Pogoda dziś dopisała więc do pracy pojechałam rowerem. Mam 25 km w jedną stronę czyli jadę ok. 1.45 min. W sumie wychodzi mi że powinnam dziś spalić 1000 kcal :) Jak wrócę do domu jeszcze trochę porobię brzuszków z pilatesa, wykąpie się i usiądę w końcu do pracy mgr :)
Z dietą ok, ze wszystkiego tak w 100% nie jestem zadowolona ale myślę że powinno być dobrze i nie powinny te małe wykroczenia wpłynąć na dietę.
Już nie mogę się doczekać kiedy będę ważyć 52 kg. Coraz bardziej podoba mi się mój brzuch i uda, widzę już różnicę i czuje się dużo lżej. Już widzę te 52 oczami wyobraźni, na pewno się teraz uda :)

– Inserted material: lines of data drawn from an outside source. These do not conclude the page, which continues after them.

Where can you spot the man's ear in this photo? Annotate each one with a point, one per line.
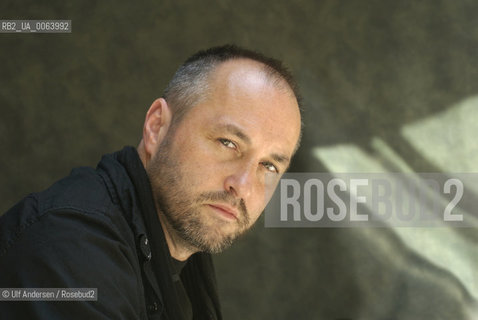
(156, 125)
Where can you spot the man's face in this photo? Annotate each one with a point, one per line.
(213, 176)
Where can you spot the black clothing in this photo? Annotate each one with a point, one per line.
(99, 229)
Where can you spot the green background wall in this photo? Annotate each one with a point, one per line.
(388, 86)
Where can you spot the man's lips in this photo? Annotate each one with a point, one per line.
(226, 210)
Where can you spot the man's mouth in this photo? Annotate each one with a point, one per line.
(225, 211)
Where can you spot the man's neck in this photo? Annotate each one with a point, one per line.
(178, 248)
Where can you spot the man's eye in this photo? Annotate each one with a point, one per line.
(269, 166)
(228, 143)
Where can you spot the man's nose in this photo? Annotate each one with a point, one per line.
(240, 183)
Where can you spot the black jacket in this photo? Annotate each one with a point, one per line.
(86, 231)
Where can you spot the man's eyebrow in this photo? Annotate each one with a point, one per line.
(280, 158)
(238, 132)
(235, 130)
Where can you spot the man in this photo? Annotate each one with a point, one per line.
(142, 226)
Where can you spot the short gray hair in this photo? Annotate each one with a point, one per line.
(190, 82)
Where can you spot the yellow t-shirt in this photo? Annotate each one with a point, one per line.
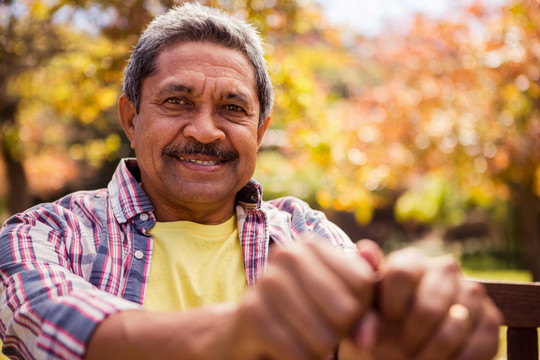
(193, 265)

Śniadanie | bułka fitness z metką i pastą z bakłażana, ogórek, sałata, herbata | 350 kcal |
2 śniadanie | banan, pomarańcza, kostka czekolady, kawa z mlekiem, herbata | 250 kcal |
Lunch | bułka fitness z mintajem, ogórkiem, sałata, herbata | 300 kcal |
Przekąska | kiwi | 40 kcal |
Obiado-Kolacja | 2 naleśniki z parówką, serem żółtym i warzywami | 500 kcal |
Suma: | 1450 kcal | |
Fitness | rower 2 razy po 26 km (jeden przejazd 1,45 h) + 15 min. pilates | -1000 kcal |
chubby90
26 marca 2014, 22:38Rowerowi to się pewnie opony paliły :D
chrupkaaaa
26 marca 2014, 20:04Ekstra jadłospis, aktywność. Bądź wytrwała przy pisaniu pracy, a na jaki temat?
fokaloka
26 marca 2014, 14:05No to jak dojazd autobusem zajmuje Ci podobny czas to lepiej dla Ciebie jak pojedziesz rowerem, czasu na dojeździe wiele nie stracisz a jaka piękna aktywność będzie :)
fokaloka
26 marca 2014, 13:02Łooo, 2 godziny dojeżdżać do pracy? Chociaż w sumie dobry pomysł na aktywność w ciągu dnia :)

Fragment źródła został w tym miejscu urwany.